Network/Storage Vendors Line Up Behind Server '08

Arthur Cole

One of the biggest questions leading up to the launch of Windows Server 2008 was whether it would get enough networking support from third-party vendors. After all, even if it turns out to be the greatest platform ever created, it won't be much help if it can't communicate with the rest of the enterprise, particularly storage.

 

But those fears were laid to rest this week as a host of storage and networking vendors came out in full support of the new system on their latest, cutting-edge product lines.

 

Emulex, for one, is throwing the weight of its LightPulse Fibre Channel HBA at both Windows and SQL Server 2008 environments.

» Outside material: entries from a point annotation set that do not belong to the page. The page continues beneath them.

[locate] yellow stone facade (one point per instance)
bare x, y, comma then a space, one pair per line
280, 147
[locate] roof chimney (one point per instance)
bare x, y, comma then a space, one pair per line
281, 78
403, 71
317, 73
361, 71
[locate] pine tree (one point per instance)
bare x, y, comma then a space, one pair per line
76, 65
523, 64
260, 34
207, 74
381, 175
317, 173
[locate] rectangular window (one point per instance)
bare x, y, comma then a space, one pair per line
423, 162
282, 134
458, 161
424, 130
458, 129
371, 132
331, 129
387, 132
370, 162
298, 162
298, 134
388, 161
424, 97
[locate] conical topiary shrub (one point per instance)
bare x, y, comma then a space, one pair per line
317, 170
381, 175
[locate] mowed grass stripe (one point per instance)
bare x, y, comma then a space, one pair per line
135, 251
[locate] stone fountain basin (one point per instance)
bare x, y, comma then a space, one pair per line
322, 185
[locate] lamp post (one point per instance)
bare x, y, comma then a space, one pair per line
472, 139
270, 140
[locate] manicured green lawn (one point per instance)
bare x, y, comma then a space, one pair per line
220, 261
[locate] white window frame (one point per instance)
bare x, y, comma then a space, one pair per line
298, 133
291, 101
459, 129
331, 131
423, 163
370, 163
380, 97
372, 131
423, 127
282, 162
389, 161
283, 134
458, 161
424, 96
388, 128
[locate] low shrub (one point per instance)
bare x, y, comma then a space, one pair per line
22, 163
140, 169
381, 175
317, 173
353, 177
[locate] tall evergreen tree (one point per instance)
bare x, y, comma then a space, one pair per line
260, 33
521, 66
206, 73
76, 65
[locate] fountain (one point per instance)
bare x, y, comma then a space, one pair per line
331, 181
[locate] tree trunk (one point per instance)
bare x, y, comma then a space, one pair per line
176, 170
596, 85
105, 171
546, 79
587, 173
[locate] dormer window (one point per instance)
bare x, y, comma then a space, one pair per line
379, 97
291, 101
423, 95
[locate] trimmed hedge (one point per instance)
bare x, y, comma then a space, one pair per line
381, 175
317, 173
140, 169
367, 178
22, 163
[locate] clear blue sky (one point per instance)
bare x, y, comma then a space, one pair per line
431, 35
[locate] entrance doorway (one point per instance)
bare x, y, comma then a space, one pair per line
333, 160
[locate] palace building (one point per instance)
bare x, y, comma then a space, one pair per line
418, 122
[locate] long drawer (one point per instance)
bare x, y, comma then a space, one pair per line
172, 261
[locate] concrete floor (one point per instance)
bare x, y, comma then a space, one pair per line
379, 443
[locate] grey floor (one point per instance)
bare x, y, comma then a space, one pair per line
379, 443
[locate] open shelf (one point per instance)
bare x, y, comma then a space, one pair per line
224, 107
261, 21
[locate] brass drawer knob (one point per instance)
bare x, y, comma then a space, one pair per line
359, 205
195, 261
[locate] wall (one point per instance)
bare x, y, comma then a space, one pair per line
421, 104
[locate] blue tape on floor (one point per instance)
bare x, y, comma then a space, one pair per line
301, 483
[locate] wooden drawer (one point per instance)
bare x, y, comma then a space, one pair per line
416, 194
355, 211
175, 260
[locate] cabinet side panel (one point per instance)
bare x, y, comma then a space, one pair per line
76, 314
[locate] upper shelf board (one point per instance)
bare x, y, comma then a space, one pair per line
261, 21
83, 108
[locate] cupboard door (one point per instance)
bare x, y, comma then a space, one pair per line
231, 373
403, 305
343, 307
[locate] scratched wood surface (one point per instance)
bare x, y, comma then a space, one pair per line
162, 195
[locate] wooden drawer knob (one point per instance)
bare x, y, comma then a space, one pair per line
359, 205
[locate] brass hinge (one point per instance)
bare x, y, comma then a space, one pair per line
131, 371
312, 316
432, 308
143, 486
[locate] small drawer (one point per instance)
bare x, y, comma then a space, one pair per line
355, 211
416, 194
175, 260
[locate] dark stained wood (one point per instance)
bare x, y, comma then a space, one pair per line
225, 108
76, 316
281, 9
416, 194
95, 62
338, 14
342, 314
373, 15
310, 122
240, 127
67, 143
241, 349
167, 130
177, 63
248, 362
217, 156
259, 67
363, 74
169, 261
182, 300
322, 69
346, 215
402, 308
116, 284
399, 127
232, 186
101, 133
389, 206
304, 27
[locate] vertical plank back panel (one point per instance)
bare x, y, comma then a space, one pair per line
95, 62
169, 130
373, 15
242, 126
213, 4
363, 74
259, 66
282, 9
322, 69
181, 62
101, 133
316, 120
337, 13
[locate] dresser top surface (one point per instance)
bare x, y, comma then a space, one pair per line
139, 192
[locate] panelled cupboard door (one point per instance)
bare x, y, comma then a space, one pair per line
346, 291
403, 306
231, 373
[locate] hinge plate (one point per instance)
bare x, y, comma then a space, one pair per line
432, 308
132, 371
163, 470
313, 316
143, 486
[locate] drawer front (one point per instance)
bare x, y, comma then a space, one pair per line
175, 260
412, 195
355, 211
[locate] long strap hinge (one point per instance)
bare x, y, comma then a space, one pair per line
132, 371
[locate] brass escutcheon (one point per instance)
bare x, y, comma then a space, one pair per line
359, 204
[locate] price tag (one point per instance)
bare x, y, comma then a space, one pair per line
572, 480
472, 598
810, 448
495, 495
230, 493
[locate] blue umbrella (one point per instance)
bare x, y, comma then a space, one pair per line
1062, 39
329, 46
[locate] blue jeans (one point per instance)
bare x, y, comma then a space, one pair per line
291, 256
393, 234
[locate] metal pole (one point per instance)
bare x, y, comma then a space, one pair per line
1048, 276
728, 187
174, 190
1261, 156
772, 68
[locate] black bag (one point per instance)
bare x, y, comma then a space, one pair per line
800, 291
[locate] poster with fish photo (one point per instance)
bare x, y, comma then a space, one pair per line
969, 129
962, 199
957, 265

Windows users will be able to extend the Hyper-V potion of the system to virtualize SAN connections, giving each VM independent access to storage. Emulex will also support the Message-Signaled Interrupts (MSI) and MSI-Extended (MSI-X) standards to provide individual HBAs with their own set of interrupts, said to improve application performance and CPU efficiency some 30 percent.

 

QLogic is also stepping up to the plate, offering a set of its Fibre Channel HBAs that are optimized to take advantage of hardware-assist technology within Hyper-V.

 

Additional SAN management will be available from developers like Sanbolic, which is tossing its Melio and LaScala 2008 systems into the Windows ring. With the two suites, users will see simplified management of virtual machines by storing them on a common LUN and allowing shared access to data across multiple servers.


 

NetApp is on board as well, vowing broad Windows and SQL integration across its storage and data management systems. The mix includes NetApp's storage and migration solutions, application test and development, business continuity, consolidation and backup and recovery systems.

 

Enterprise environments have become so organic that no one, not even the mighty Microsoft, can exist in a vacuum. At least with formal integration agreements, there's less chance of that all-too-familiar finger-pointing if systems don't work as promised.